Olá pessoal, como estão? Puxa, faz um bom tempo que não posto nada pra vocês, mas esse ano prometo mais coisas, se o pouco tempo que me sobra deixar. Vamos lá!
Meu conto desse início de ano é um convite para vocês abandonarem a carcaça do que são, para serem outra vez a criança que foram um dia, e que fica ali à espreita, esperando para ressurgir. Eu trabalho com a ideia de que o fantástico exista no imaginário da infância ou, talvez, que não exista no imaginário, mas no plano da realidade – e que só perdemos a capacidade de enxergar. Fica o convite para a imaginação!
Na minha história, eu disseco a mensagem dos mitos, dos folclores e das representações do cotidiano, que rememoram o poder da infância e da crença – algo que sempre acompanhou e sempre acompanhará a história da humanidade.
Queimei meus relógios e viajei no tempo e no espaço para encontrar com várias crianças e crenças de várias épocas. Espero sinceramente que gostem e viajem comigo…
Desejo a todos um ano 2015 maravilhoso! Que a criança de cada um de vocês possa reviver nesse ano! Um grande abraço!

 

Os Relógios

 

Brighton, Condado de Sussex, costa sul da Inglaterra, 21 de dezembro de 2014 d.C.

Ruminen vislumbrava aquele belíssimo espetáculo de luzes. Estava sozinho naquela ocasião e, tendo saído mais tarde do escritório, resolveu passar pela praça central para presenciar o festival Burning the Clocks. Foi trajado com o próprio terno que usava para trabalho, pois não teve tempo de passar em casa para se trocar.
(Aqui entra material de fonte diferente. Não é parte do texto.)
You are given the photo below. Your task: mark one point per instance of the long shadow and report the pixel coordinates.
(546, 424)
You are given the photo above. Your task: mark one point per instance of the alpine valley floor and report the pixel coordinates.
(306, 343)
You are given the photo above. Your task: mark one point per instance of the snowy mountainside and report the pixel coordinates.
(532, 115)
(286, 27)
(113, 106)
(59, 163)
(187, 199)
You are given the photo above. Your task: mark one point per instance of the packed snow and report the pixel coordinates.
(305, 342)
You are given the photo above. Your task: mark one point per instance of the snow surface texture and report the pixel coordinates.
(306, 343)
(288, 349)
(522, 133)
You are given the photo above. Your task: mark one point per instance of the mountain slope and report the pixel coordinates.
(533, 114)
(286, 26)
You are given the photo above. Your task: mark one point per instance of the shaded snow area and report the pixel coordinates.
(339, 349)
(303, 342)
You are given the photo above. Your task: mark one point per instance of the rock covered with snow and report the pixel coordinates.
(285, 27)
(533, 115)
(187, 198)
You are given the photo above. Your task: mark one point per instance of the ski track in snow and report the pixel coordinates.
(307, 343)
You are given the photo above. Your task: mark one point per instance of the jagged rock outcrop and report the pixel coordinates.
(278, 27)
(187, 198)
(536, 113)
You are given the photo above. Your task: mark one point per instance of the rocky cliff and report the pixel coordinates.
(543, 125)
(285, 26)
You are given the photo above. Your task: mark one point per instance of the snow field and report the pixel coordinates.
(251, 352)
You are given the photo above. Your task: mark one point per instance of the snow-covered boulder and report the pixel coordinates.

A ideia de se desviar do caminho ordinário que lhe levaria em menor tempo para casa, veio assim de forma incogitada, pois precisava realmente tomar um ar fresco, afinal, sua recente candidatura à Law Society of England and Wales estava lhe tomando muito tempo e esforços. Pretendia representar a classe advocatícia, de forma a preservar o acesso à justiça e a propor mudanças estruturais para melhorar o apoio ao judiciário, incentivando a competitividade entre os escritórios e fortalecendo, com isso, toda a classe. Já estava eleito para a Law Society Council e já tinha formatado seu plano de liderança com uma nova base aliada, que esperava ser eleita no próximo ano. Foi tomado por esses pensamentos que decidiu, exatamente naquele dia, esquecer um pouco de seus planos e, tendo sido lembrado por um cliente sobre o festival, resolveu se desviar do trajeto, para apreciar o dia mais curto do ano, em que é comemorado o solstício de inverno.

Quase se arrependeu ao chegar ao local, tendo sido abordado por uma mulher de pele morena que tinha em seu rosto um relógio branco de ponteiros prateados pintado. Abrindo um sorriso natural e tendo fitado Ruminen dos pés à cabeça, simplesmente puxou-o pelo braço, arrastando-o para o meio da algazarra, repleta de munícipes e, principalmente, composta por uma multidão de turistas, de diversas etnias, cores e credos, convidando-o para uma dança não desejada.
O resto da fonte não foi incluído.